As far as the apocalypse is concerned, they have not set a date.

“The standard Protestant idea is that everybody will be judged,” says Holland. “The Adventist position is that judgment is taking place perpetually and that some people had already lost their chance by 1844.”

This theology allows for long-term thinking. Unlike millennialists in the 19th century, Adventists have committed to permanence by building long-lasting institutions such as universities. Still, they believe that Christ’s return is imminent and that it won’t be subtle.

According to Holland, some scholars view Adventism and White in particular as an early source for the rise of creationism and fundamentalism in America. White was one of the first writers to advance a pseudo-geological justification for “young Earth,” the belief that the Earth is only 6,000 years old. Her ideas about “young Earth” were indirectly picked up by creationists in the 1960s and ’70s.

“It’s hard to trace influence,” says Holland. “But...she clearly is an important source of creationist fundamentalist thinking.”
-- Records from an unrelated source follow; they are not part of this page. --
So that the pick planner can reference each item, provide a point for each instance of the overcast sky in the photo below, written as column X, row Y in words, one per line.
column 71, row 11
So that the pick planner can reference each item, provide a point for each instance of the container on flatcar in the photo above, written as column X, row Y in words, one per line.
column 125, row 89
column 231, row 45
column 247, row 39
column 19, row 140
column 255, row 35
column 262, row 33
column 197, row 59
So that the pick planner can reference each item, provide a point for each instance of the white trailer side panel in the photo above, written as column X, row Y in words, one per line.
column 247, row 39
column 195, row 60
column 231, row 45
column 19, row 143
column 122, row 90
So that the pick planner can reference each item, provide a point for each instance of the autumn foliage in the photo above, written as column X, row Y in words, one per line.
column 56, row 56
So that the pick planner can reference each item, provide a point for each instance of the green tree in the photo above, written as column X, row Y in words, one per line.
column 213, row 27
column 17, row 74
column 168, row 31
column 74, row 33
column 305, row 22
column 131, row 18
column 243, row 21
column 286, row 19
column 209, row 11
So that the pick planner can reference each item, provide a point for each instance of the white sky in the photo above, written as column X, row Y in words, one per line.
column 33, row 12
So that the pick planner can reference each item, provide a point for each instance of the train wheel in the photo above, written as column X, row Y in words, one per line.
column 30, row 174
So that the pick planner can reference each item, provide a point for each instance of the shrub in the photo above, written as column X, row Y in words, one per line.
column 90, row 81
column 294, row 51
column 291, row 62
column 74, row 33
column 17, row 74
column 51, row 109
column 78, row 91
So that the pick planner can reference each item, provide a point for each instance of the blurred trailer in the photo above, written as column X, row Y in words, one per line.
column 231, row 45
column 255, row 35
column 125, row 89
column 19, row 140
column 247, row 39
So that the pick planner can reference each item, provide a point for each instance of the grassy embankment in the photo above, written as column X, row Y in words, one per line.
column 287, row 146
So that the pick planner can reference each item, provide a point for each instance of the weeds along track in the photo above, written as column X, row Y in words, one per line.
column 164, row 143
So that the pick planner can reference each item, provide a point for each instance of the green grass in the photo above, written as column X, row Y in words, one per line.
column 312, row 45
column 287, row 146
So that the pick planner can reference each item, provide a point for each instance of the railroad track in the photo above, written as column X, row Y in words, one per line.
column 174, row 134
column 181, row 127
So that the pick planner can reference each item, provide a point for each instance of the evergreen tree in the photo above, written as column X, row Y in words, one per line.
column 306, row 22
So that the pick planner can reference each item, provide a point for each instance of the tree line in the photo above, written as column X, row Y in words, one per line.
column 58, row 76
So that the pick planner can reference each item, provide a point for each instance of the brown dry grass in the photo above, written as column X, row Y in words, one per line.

Carson has argued for the superiority of creationism over the theory of evolution. In an interview with Newsweek earlier this year, he distanced himself from certitude about the Earth’s age. “I don’t know how old the earth is and the distance between ages,” he said. “There could be a billion years between ages.” He has said that his beliefs about science and religion “correlate.”

Does It Matter?

When it comes to political candidates, the question is always whether religion will influence governing. Romney faced those questions as a Mormon. Carson has stated that religious beliefs should not affect policy.

Holland, who teaches the history of many Christian denominations at Harvard, speaks directly about the potential influence of millennialism on policymaking. “Any suggestion that Adventist millennialism would lead to rash or irresponsible decision making is completely unsupported by the last 150 years of the movement’s history,” he says.

Carson has not gone about predicting the apocalypse. Former candidate Michelle Bachmann, who recently characterized the Obama administration’s Iran nuclear deal as a sign of the end of times, beat him to it. Then again, Bachmann made the same claim about the president himself.

Evangelicals make up a major part of Carson’s current base, as was the case with Huckabee when he won the Iowa primaries in 2008 and Bachmann when she competed there in 2012.

Carson received a round of applause in the first Republican presidential debate for declaring “there are no politically correct wars” when asked about torture. He is in the vanguard of a war on political correctness, a language-regulating movement that, in his view, also leads to the persecution of the rights of Christians.

In a presentation he gave at the Adventist Avondale Memorial Church in Australia, Carson said, “There’s an agenda” in political correctness. He was referring to perceived attacks on Christians’ freedom of speech and religion.

“People who read a lot know exactly what I’m talking about,” he said. “If you go back and you look at the writings of Karl Marx and Vladimir Lenin and Saul Alinsky...they talk about how important it is to bring the U.S. into line with everybody else in order to achieve a New World Order. But in order to do that, they would have to knock down the strongest pillars: the Judeo-Christian belief system and the strong family values.”

Carson has also said that gay people get more legal protection than Christians and that the experience of prison inmates demonstrates that sexual orientation is a choice. He eventually walked back the latter comment.

“I, early on, was guilty of very colorful language, and I discovered that people could not hear what I was saying, so I dialed that back,” Carson told CNN’s Jake Tapper in July. Back in March, Carson told Newsweek that he’d been “hyperbolic” at times and expressed regret.

“Part of the job is tone,” says Carson of the presidency. “You need to be a healer and understand that if someone disagrees with you, it doesn’t mean they’re evil.”